HAVANA (Reuters) – Cuba is preparing to free four more political prisoners and send them to Spain, bringing to 36 the total released so far in a deal between the government and the Roman Catholic Church, the church said yesterday.
Cuban President Raul Castro agreed in July to free 52 jailed opponents in a process the church said could take several months.
Cuba, which views the prisoners as mercenaries for the United States, wants them to go to Spain, which has agreed to accept them.
A statement from the office of Cuban Catholic leader Cardinal Jaime Ortega said the latest group “has accepted the proposal” to leave for Spain and would be sent there “shortly.”
The prisoners are being allowed to take family members along.
The releases have eased pressure on Cuba after international condemnation of the death in February of hunger-striking political prisoner Orlando Zapata Tamayo. There was also outrage at the harassment of the dissident group Ladies in White during marches last spring demanding the release of jailed family members.

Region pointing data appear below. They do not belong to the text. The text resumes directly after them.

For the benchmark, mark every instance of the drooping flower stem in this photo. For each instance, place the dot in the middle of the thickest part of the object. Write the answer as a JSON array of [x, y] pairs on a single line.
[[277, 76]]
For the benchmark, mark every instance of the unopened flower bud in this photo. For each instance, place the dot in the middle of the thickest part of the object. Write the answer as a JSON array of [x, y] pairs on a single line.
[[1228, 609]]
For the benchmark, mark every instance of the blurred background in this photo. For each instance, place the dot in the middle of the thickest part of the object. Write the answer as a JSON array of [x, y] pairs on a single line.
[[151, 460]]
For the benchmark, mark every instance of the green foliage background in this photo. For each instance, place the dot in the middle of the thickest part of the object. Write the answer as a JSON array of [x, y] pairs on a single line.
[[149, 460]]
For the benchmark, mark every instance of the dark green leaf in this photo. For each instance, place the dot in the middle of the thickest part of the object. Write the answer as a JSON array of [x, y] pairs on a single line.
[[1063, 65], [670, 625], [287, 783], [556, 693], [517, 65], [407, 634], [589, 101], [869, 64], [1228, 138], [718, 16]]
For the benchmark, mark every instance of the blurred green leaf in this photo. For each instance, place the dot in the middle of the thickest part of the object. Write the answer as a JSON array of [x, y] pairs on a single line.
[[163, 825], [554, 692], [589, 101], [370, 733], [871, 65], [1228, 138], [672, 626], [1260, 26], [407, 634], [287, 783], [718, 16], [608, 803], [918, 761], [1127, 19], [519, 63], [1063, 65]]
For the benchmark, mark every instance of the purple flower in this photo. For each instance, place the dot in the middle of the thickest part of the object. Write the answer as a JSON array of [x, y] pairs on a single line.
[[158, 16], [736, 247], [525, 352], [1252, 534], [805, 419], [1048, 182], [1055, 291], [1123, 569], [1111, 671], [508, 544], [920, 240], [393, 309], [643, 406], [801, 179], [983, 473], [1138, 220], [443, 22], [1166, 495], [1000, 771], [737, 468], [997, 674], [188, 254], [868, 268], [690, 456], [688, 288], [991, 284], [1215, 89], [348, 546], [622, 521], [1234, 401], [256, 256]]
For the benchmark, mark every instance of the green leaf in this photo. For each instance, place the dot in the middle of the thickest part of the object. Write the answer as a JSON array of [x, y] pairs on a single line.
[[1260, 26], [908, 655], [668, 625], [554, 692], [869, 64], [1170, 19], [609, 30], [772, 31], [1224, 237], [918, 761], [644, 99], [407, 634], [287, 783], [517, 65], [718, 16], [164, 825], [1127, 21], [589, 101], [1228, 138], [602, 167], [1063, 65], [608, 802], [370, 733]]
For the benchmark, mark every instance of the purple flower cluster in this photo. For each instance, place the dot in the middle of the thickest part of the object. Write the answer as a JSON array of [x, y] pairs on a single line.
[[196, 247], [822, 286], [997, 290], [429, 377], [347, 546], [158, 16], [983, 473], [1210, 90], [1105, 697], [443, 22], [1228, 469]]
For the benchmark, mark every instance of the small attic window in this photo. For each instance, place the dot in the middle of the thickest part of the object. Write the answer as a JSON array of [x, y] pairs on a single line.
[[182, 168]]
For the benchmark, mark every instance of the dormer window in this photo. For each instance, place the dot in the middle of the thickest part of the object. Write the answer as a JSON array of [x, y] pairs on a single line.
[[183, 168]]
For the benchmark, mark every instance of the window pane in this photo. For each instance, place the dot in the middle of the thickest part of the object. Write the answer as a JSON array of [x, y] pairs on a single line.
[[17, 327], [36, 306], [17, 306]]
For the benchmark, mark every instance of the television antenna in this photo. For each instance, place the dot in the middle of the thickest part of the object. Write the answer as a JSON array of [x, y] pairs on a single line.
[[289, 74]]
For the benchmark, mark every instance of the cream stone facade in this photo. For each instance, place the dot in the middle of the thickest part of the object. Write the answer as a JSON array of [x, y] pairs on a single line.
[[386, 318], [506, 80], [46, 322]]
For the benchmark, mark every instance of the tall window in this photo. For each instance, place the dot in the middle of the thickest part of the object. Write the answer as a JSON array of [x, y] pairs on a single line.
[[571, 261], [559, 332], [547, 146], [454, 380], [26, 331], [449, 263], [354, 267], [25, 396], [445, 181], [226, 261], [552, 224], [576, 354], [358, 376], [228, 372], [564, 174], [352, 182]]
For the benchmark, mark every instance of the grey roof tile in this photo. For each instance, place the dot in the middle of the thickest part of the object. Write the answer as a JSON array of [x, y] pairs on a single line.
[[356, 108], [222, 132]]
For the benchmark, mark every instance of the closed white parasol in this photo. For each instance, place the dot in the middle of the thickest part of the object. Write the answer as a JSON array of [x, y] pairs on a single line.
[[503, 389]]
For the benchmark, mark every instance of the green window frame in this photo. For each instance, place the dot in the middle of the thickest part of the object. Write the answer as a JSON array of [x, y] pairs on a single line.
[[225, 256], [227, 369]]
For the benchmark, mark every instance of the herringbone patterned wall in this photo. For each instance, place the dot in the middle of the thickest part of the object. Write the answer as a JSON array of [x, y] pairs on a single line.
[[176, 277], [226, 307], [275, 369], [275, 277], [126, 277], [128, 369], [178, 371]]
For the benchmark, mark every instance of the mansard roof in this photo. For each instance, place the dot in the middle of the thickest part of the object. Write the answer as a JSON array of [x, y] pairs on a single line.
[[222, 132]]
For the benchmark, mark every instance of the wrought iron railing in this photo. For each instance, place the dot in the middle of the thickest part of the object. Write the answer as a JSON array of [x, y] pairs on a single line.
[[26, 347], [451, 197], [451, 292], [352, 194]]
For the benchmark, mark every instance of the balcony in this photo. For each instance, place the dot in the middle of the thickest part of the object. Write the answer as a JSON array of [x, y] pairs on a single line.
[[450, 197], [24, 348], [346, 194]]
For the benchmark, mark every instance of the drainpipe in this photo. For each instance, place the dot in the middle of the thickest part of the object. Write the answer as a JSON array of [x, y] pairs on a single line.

Their loved ones, who include all those to freed, were part of a group of 75 dissidents jailed in a March 2003 government crackdown known as the “Black Spring.”
Government opponents have complained that the prisoners are being forced to go to Spain, but the church has said that was only a proposal.
Caridad Espino whose son, Nelson Molinet, is one of the four to be released shortly, said she was glad he was getting out.
“I’m happy because my son is leaving and he’s not going to suffer anymore the harshness of prison,” she told Reuters.
Molinet, the leader of an independent union, has been serving a 20-year sentence.